Про это у меня есть целая история, как я по ошибке стал из разведчика ракетчиком, а кочекгары – операторами-морзянщиками и попали на Север. Одно оставалось загадкой, почему перевели туда именно меня. Почему кочегаров – понятно. Они лишь значились в разведбригаде специалистами, и их отгрузили в другую часть, как балласт. Тот же вопрос задавал мне мой комбат на Севере:
- Почему они тебя к нам скинули? Ведь я же не отдал бы ни за что хорошего специалиста. Ну, и ты у нас стал лучшим вычислителем, я бы тебя за миллион не отдал, так чем же ты им в разведке не угодил?
Я пожимал плечами.
Смутно что-то проклевывалось из того, как со мной сразу после моего приезда на Север беседовал начальник Особого отдела капитан Тишанский.
В полутемной комнате, где он сидел в кресле за столом с низко пригнутой металлической лампой, а я в дальнем от него углу на стуле, он спрашивал меня о маме, о школе, об институте, о службе в разведке. А потом вдруг, как бы между делом поправил лампу так, что она стала светить мне прямо в лицо, и все тем же скучающим голосом, как бы между прочим, спросил:
- Ну, а иностранные радиостанции любите слушать?
Мне это запомнилось.
Я, когда вспоминаю, что и как я ему на это ответил, припоминаю тут же сцену из фильма «Служебный роман».
Там, когда героя Басилашвили спрашивают:
- Ты в Женеве стриптиз видел?
Он таким петушком вскрикивает:
- Зачем мне это нужно?
Вот и я таким же петушком, кажется, вскричал:
- Зачем мне это нужно?! Никогда не слушал.
- Понятно, - так же равнодушно подвел итог особист капитан Тишанский, - Так и запишем «Никогда не слушал».
И убрал свет лампы с моего лица.

А Славика я встретил однажды после армии, в 1988 году. Он неожиданно позвонил мне домой и предложил увидеться.
- Пошли в «Риме» посидим, - так ленинградская молодежь называла кафе возле «Петроградской», в Поповском садике.
Мы встретились, обнялись. Он шутил, я тоже. Вспоминали учебку, разведку и общих знакомых. А потом он сказал:
- Слушай, «перестройка» на дворе. Столько стало разных неформальных объединений, люди встречаются, общаются, обсуждают, власть ругают. Ты никуда не ходишь? А то возьми меня с собой, мне интересно.
И тут вдруг меня пробила одна мысль. Знаете, так бывает, находит.
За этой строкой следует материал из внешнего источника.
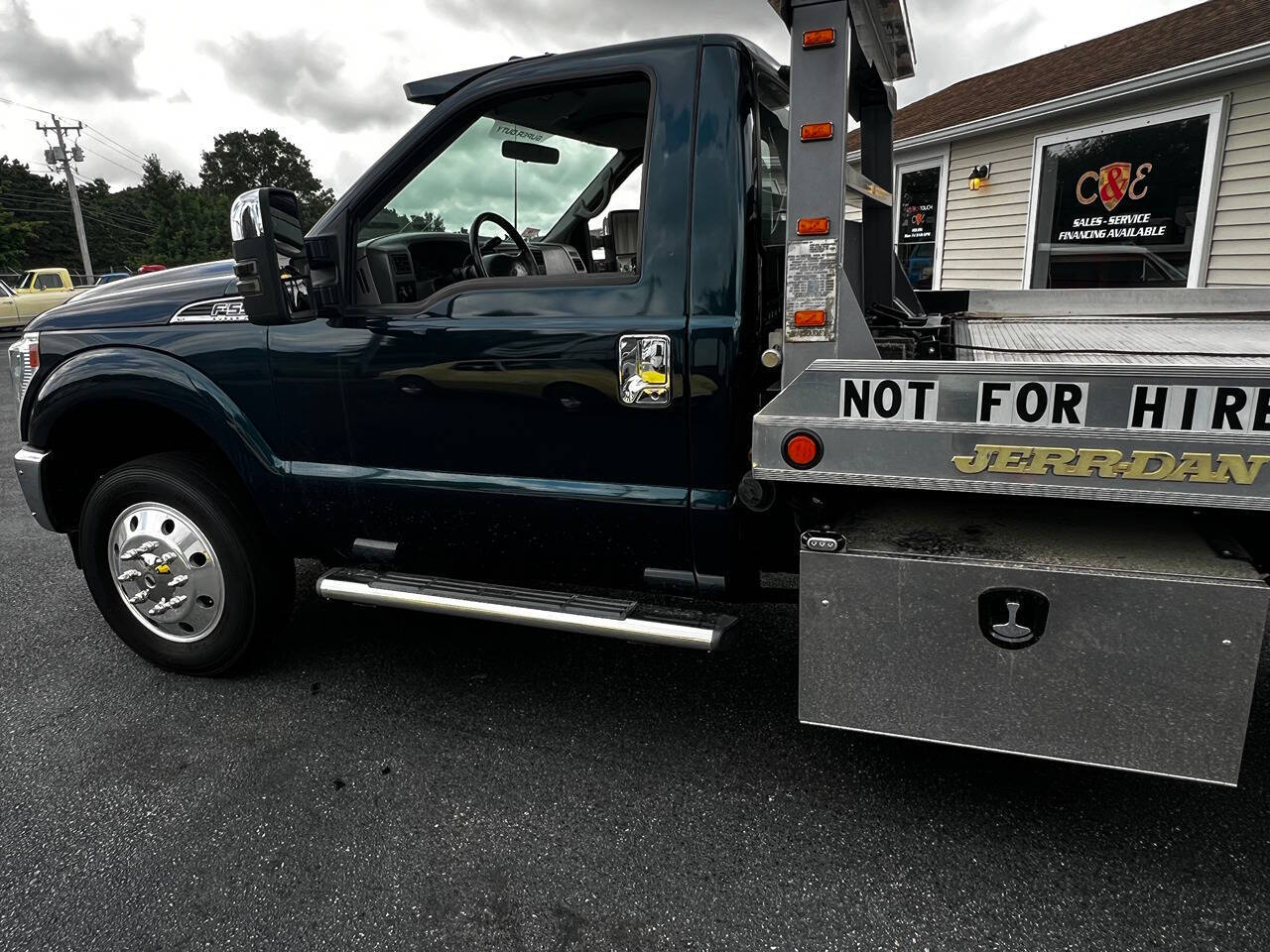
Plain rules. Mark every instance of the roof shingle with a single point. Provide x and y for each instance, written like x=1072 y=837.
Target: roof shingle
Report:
x=1196 y=33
«Как он узнал мой домашний телефон? Ведь мама поменяла квартиру и переехала сюда за два месяца до моего возвращения из армии, а со Славиком мы не виделись уже больше года».
И я так в лоб его спрашиваю:
- Прости, что не в тему, слушай, а как ты узнал мой номер телефона?
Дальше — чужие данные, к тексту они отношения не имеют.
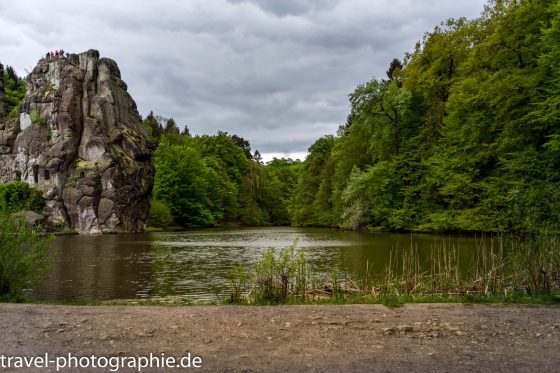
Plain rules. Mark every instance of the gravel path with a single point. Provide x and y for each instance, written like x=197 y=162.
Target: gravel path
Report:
x=325 y=338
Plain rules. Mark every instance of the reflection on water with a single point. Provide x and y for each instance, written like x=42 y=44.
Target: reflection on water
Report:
x=195 y=264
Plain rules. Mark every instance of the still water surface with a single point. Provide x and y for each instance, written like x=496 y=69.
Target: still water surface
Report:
x=195 y=264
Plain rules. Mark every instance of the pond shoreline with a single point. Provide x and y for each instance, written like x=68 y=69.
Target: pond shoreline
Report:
x=417 y=337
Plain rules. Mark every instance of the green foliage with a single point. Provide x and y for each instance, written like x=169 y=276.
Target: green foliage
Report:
x=278 y=276
x=160 y=215
x=463 y=137
x=14 y=91
x=182 y=180
x=24 y=254
x=18 y=195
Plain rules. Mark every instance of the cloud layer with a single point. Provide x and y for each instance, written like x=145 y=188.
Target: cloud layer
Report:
x=275 y=72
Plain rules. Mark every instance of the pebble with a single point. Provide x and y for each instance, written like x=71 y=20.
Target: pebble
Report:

А он, не задумываясь и не сморгнув, отвечает:
- Так мы же с тобой еще в армии обменивались номерами.
А я думаю:
«Эх, плохо вас готовят, хотя бы соврал, что узнал в справочном».
А он так уже немного настойчивей:
- Ну, так что? Знаешь какие-нибудь объединения? Людей интересных? Сходим? Познакомишь?
Ну, и я говорю:
- Да, в принципе… Знаю… Собираемся с друзьями.
- Да?
- Стихи читаем.
- Стихи?
- Ну, да, стихи.
- Как стихи? Где-то на квартире? У кого?
- Зачем на квартире? В Михайловском саду. Направо от входа, возле третьей скамейки. Приходи, кто хочешь, каждый вечер. Придешь?
Он замялся. Тонкое лицо его и нос, и ключицы изобразили даже некоторое страдание:
- Ну, я насчет стихов как-то… Не того… А вот, может, насчет политики? Если что-то будет, дашь знать?
- Только стихи.
Через некоторое время он простился и ушел. Я посмотрел на его тонкую, ломающуюся при каждом шаге спину и подумал:
- Ерофейчик…
С тех пор мы больше не встречались. Я женился, переезжал с квартиры на квартиру. Еще несколько раз он звонил мне, каждый раз на новый номер, предлагал увидеться. Но мне было все как-то недосуг. Откуда он узнает мои новые номера, я не спрашивал.